Document Type
Article
Publication Date
8-2014
Abstract
Objective
The use of once-weekly exenatide in type 2 diabetes mellitus is well supported, but little is known about its effectiveness in type 1 diabetes. The objective of this study was to determine the clinical efficacy of once-weekly exenatide on glycemic control in patients with type 1 diabetes when added to basal-bolus insulin therapy.
Methods
For this retrospective study, patients with type 1 diabetes, aged 18 years and older, receiving continuous subcutaneous insulin infusion, using a continuous glucose monitoring device or regularly measuring blood glucose levels and receiving 2 mg of exenatide once weekly for at least 3 months were included.
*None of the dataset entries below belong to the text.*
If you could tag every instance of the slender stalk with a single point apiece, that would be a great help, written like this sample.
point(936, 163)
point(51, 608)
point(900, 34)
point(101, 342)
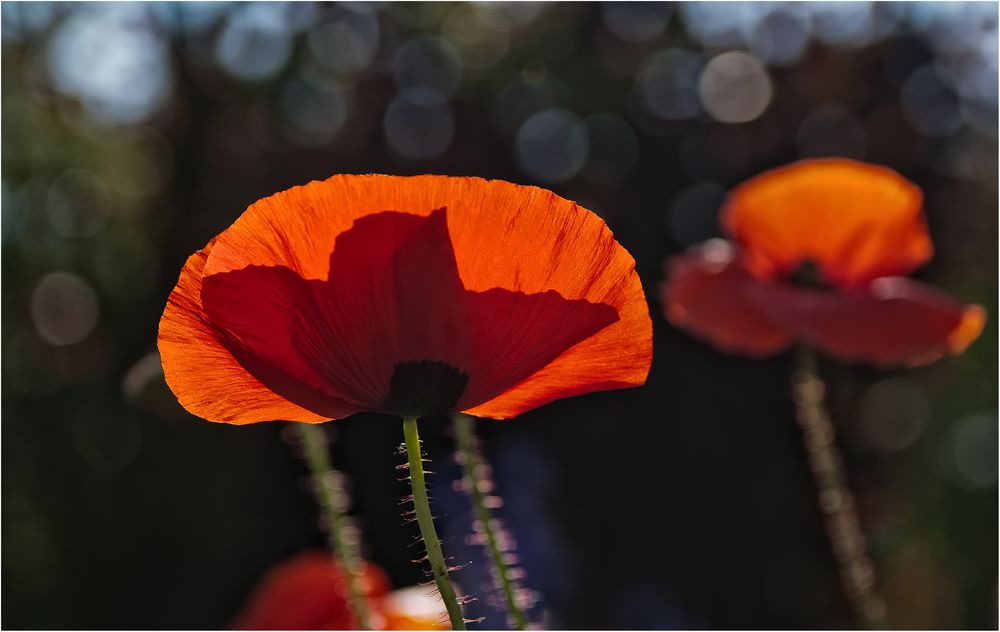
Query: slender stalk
point(332, 500)
point(472, 462)
point(422, 508)
point(843, 526)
Demographic information, glycated hemoglobin (A1C), body weight, body mass index, systolic and diastolic blood pressures, total daily insulin dose, basal and bolus insulin doses, 28-day continuous subcutaneous insulin infusion glucose average and incidence of hypoglycemia were collected at baseline and 3 months after beginning therapy with once-weekly exenatide.
Results
An electronic medical record search identified 11 patients with type 1 diabetes who met the inclusion criteria. Comparing baseline and 3 months after initiation of once-weekly exenatide revealed reductions of 0.6% in A1C (p=0.013), 3.7% in body weight (p=0.008), 1.7 kg/m2 in body mass index (p=0.003), 13% in total daily insulin dose (p=0.011) and 9.3 units in bolus insulin dose (p=0.015).
Conclusions
This study revealed that the addition of once-weekly exenatide to insulin therapy for type 1 diabetes patients leads to significant improvements in A1C, body weight, body mass index and insulin doses.
DOI
10.1016/j.jcjd.2013.10.006
Publication Information
Traina, Andrea N.; Lull, Melinda E.; Hui, Adrian C.; Zahorian, Toni M.; and Lyons-Patterson, Jane (2014). "Once-Weekly Exenatide as Adjunct Treatment of Type 1 Diabetes Mellitus in Patients Receiving Continuous Subcutaneous Insulin Infusion Therapy." Canadian Journal of Diabetes 38.4, 269-272.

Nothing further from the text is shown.